Writing his book also made him remember what he calls “divine helpers,” people who arrived at just the right time. “When my mother died, my aunt stepped in. In college, a friend paid for my books when I couldn’t. When I had a heart attack in 2023, a friend was by my side in 20 minutes. Every time, God placed the right people in my life.”
Curtis’s message is straightforward but meaningful: God’s protection is genuine. “We should always treat people with love and respect,” he says. “You never know who is divinely protected.”
His faith now heavily relies on the command to love God and your neighbor, as drawn from Matthew 22 and Mark 12. “If we really followed those two commandments, so many of our problems in the world would disappear,” he says.
Walking Forward with God
Now, Curtis lives a low-key life in Atlanta, where he’s known for being kind, approachable, and quiet. “I’m naturally an introvert,” he says. “But when God leads me to share, I do.” He helps the homeless without drawing attention to himself, provides support to students in need, and through his men’s ministry, connects with men recovering from addiction and homelessness. “I don’t even call it mentoring,” he says. “We just sit, talk about goals, and remind them they have a future ahead.”

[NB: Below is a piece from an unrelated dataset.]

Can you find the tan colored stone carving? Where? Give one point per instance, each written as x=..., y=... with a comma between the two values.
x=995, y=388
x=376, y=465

His future, he says, is in God’s hands. “It’s not about my goals. I’m waiting on God. He’ll prepare me and let me know.” Still, his motive is crystal clear: to encourage those who feel hopelessly trapped in a cycle of sin. “God can heal you. He can change your desires. He can deliver you.”
His beloved scripture is Proverbs 3:5–6: “Trust in the Lord with all your heart and lean not on your own understanding; in all your ways submit to him, and he will make your paths straight.”
Reflecting on those six decades, Curtis recognizes God’s divine presence in every challenge, whether it’s the fire that destroyed his childhood home, a near-fatal accident as a baby, cancer, or corporate setbacks. “God has been with me from the start,” he says. “He has big plans in store for me. And I know—no weapon formed against me will succeed.”For Curtis, each step has brought him closer to revival. He no longer judges his worth by career titles or past struggles, but by the strong faith that sustains him—and everyone. “I’m a new person,” he says. “I have a new identity in Christ now, and I’m walking in new steps with Jesus as my head.”